After texting back and forth a bit, we met up at a restaurant. He was attractive but he wasn't the type of guy I would have imagined myself dating. He seemed like a late 20's version of the kind of guy you knew in high school with rich parents, a nice car, and a letter jacket. Our relationship was mostly physical and very shallow. At the end of it all, I felt like I still hardly knew him. But I think that was the way he wanted it.

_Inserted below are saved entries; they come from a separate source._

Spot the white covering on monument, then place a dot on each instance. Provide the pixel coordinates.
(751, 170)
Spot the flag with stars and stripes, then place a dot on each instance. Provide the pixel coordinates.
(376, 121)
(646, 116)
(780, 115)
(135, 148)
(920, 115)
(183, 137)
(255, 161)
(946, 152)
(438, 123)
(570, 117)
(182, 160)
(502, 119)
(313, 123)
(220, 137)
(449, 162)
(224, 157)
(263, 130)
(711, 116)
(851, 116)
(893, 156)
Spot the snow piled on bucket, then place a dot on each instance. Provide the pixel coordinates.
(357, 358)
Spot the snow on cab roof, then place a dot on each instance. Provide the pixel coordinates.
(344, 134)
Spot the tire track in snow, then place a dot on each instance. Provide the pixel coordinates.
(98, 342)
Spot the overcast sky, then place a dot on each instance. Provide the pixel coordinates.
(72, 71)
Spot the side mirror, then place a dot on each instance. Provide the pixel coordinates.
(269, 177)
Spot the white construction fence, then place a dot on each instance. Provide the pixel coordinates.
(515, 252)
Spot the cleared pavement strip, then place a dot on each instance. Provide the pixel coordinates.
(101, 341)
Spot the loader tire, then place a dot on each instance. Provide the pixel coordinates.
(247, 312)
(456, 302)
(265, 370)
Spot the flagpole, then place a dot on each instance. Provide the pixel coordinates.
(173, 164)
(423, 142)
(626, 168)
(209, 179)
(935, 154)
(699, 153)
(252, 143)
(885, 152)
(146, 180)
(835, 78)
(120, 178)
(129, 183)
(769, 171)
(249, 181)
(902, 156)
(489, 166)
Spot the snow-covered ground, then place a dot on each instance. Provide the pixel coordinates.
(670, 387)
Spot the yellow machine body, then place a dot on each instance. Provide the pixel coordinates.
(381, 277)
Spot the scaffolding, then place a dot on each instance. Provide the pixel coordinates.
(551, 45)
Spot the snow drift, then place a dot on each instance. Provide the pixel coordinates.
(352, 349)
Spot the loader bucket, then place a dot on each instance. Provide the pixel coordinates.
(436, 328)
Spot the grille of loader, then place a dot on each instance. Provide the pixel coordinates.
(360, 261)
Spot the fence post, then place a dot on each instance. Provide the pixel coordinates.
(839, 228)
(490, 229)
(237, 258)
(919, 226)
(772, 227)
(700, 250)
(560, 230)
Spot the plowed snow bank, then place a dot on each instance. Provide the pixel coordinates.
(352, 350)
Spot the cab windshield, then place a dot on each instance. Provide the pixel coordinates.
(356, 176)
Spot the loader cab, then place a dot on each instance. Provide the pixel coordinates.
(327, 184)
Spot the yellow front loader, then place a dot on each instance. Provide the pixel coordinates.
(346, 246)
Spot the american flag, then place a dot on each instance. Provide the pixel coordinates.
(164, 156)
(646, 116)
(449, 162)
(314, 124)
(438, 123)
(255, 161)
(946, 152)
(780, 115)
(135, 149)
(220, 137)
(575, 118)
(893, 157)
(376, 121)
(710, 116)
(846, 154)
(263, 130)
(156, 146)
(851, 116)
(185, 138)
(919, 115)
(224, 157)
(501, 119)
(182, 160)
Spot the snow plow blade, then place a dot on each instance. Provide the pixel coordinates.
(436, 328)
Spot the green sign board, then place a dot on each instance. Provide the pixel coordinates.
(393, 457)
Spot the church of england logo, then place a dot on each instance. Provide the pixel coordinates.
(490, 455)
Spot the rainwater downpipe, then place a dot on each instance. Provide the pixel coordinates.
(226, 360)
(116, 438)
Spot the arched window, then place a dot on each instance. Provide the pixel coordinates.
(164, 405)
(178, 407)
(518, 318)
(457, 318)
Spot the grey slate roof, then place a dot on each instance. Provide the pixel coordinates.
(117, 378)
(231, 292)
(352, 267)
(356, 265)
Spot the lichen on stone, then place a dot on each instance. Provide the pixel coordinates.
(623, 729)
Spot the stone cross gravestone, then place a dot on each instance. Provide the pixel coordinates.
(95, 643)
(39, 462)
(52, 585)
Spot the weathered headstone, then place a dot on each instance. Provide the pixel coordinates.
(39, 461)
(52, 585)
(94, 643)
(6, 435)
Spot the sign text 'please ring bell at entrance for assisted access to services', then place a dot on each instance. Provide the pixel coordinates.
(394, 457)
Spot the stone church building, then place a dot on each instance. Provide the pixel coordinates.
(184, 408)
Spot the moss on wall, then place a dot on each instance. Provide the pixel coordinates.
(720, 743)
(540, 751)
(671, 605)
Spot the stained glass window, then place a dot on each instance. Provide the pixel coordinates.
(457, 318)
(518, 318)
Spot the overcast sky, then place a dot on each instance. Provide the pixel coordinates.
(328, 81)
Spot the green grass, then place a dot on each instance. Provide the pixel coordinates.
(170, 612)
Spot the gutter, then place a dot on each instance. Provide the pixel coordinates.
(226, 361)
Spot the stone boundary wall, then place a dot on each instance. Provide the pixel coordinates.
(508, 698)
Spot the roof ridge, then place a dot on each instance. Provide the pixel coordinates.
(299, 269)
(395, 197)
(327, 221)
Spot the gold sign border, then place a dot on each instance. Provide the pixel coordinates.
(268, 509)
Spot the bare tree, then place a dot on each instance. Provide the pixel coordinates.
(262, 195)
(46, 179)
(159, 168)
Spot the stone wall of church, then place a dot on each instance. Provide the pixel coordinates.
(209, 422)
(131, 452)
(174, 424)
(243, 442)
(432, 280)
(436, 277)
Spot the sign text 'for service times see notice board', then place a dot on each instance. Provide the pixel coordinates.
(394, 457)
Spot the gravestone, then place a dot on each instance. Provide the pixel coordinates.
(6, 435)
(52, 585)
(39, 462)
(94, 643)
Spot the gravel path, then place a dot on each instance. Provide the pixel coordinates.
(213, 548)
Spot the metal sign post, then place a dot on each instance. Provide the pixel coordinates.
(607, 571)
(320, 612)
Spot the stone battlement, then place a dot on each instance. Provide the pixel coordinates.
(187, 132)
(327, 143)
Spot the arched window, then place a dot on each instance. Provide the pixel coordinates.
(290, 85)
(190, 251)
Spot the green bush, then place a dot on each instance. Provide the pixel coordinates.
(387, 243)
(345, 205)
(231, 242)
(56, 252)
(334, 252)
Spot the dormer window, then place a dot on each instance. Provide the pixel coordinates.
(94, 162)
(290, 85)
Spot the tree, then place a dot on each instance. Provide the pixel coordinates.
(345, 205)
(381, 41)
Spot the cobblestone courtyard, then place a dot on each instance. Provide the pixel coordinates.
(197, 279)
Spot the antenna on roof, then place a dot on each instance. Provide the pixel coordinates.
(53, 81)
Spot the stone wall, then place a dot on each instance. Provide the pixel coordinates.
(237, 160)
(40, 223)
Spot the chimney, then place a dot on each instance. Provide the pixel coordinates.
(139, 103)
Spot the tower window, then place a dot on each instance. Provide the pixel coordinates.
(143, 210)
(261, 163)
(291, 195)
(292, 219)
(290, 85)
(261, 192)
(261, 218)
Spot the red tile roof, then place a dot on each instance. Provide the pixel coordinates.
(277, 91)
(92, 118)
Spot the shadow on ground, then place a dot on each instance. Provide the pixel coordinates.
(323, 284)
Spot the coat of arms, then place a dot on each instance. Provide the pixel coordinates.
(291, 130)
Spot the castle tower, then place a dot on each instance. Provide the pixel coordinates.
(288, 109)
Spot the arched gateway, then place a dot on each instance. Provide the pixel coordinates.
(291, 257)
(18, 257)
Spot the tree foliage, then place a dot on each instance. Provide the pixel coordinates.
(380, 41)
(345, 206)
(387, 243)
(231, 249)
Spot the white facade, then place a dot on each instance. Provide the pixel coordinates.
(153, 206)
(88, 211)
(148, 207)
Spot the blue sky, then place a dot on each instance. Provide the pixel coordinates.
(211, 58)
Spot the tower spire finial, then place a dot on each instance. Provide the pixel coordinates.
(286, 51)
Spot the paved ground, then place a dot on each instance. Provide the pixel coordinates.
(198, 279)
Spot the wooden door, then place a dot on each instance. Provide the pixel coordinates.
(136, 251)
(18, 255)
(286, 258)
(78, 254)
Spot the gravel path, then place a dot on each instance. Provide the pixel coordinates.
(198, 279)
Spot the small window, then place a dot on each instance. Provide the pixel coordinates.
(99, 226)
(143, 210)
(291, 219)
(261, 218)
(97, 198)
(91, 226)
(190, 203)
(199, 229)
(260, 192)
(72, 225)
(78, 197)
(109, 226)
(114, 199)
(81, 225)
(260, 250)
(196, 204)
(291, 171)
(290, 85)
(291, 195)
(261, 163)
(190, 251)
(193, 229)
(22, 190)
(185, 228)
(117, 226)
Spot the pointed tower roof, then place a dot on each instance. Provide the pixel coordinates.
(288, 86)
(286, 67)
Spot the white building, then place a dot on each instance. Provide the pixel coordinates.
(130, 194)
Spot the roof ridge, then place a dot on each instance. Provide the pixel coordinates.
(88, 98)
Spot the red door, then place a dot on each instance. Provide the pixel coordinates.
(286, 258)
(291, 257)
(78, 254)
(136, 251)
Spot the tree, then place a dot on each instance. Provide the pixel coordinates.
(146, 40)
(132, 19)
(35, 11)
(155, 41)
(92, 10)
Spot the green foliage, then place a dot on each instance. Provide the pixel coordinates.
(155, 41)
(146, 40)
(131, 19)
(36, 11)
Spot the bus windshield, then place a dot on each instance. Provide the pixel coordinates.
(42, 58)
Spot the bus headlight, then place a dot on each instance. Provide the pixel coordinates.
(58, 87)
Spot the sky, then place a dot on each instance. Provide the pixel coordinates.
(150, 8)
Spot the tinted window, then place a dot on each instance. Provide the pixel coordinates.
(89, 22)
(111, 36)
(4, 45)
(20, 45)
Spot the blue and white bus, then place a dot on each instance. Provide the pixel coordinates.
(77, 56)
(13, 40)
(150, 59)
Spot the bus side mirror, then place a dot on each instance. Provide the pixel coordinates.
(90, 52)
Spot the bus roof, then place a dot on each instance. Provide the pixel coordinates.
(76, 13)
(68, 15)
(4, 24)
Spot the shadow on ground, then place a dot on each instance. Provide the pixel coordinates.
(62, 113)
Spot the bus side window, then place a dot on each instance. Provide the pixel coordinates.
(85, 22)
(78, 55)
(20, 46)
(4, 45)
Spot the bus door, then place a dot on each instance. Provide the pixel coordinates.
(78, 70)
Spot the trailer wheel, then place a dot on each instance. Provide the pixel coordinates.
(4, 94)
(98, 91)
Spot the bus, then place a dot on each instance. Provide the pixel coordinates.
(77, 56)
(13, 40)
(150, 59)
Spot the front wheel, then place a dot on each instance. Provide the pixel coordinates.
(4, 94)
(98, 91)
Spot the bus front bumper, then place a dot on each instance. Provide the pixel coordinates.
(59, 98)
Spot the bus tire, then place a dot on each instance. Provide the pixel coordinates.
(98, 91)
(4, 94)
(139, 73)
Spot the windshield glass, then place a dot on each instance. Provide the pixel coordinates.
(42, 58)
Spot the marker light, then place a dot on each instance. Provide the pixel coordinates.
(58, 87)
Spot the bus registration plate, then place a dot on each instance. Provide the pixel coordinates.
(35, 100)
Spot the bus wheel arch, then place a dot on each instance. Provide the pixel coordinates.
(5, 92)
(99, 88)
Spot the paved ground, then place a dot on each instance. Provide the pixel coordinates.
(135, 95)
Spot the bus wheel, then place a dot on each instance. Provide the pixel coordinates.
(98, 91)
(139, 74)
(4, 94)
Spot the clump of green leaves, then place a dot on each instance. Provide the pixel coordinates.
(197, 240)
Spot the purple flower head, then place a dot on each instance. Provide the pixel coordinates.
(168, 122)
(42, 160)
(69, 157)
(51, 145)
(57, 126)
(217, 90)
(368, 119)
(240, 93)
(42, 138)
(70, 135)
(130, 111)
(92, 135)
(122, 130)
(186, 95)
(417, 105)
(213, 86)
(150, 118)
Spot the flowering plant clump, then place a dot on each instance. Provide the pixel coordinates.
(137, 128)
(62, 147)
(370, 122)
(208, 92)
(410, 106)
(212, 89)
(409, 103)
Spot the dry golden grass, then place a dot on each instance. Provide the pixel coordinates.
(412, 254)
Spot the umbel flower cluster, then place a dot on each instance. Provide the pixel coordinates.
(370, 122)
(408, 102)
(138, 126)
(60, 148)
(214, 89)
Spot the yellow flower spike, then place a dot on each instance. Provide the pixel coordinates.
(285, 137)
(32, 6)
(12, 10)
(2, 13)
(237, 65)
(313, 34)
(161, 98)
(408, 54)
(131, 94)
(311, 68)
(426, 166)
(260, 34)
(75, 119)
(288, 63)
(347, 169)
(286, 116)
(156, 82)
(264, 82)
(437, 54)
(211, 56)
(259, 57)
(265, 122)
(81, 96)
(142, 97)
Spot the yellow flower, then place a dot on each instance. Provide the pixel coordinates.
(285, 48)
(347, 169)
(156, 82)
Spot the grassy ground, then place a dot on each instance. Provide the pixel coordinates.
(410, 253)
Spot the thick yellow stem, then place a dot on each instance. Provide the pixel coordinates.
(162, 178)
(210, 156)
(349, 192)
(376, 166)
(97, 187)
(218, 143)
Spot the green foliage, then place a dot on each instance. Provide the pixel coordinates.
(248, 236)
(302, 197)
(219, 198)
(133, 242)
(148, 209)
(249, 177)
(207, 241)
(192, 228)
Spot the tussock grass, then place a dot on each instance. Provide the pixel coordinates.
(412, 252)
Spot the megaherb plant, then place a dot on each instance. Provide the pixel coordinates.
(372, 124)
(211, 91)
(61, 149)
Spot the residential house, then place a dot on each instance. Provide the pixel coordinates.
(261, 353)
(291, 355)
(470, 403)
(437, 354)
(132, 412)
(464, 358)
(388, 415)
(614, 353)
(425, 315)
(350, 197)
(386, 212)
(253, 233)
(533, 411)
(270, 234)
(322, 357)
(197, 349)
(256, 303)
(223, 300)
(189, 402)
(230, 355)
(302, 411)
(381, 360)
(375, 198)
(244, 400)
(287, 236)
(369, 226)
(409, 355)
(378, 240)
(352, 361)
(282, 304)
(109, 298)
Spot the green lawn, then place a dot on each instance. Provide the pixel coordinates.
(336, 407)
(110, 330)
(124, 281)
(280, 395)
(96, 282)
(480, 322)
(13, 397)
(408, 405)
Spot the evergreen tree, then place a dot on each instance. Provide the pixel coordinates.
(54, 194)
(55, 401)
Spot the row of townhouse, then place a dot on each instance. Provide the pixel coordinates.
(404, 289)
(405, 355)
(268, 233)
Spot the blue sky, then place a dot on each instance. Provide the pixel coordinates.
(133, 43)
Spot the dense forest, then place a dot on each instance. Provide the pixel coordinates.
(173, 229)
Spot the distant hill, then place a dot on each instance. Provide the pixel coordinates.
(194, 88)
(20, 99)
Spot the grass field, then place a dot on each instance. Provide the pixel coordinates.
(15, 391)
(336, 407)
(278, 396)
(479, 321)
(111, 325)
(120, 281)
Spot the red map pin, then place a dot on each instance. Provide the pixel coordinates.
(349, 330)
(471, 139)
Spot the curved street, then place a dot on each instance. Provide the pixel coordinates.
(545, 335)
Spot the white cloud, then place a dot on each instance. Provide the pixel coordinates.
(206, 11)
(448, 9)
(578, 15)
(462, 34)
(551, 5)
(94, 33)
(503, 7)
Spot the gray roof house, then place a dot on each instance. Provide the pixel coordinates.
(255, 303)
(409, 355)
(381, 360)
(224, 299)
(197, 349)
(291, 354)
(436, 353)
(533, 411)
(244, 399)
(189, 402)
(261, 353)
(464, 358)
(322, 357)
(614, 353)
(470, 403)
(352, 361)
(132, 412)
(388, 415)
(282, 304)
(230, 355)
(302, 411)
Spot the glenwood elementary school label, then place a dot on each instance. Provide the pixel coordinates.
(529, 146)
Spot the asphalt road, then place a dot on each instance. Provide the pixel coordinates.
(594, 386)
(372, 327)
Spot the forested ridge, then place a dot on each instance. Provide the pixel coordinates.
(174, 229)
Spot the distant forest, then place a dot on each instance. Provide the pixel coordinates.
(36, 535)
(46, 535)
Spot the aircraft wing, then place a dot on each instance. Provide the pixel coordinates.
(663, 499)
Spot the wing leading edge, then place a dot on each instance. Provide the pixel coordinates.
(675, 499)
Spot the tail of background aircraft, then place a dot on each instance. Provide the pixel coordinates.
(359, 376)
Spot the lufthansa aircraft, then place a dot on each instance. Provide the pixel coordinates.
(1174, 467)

After seeing each other three times in five days, he didn't contact me for almost two weeks. The following week he wanted to see me almost every day again. He would never plan ahead our meetings; he would only text me the day he wanted to see me. I did not need to have that much relationship experience to get the impression that he was seeing at least one other girl. I never asked him directly because I think I was afraid of his answer. When I went to leave the last night we saw each other, I was surprised when he asked me to stay and sleep with him in his bed. And he meant that quite literally. Just sleep. So I did and he spent the rest of the night using my stomach as a pillow. Right before I left in the morning, he had the strangest look on his face, like he was starting to say something but stopped. And when we kissed, it was a goodbye kiss. I had had one before, so I recognized it. When he fell off the map for the next three weeks, only texting once to apologize for being so busy lately, I let it go. I say I let it go like it was a simple thing or an easy thing, but it wasn't. It was very complicated to me at the time and very difficult. I let go because I knew it was what I needed to do, not because it was what I wanted.
My ego took a bit of a bruising because ultimately, he was the one that ended it, not me. And more than likely he had ended it because he had chosen someone else. Also, I had to fill in a lot of blanks for myself and on bad days I filled those blanks in with the worst scenarios possible. We didn't "break up"; we were hardly dating so there was no finality to it other than what I created myself. All of these things combined with me never really getting out of the initial infatuation stage of the relationship, made it hard to get over. The whole thing had only lasted for two months in the summer, but it took until the winter for me to recover. I did learn one thing from all of this, which is that I don't do casual relationships well. At all.
After my second very much failed relationship attempt, I felt pretty discouraged. I know it was foolish now, but I became worried that I would never find someone I was compatible with. Someone I could talk to and understand and be understood. Someone like my brother's friend.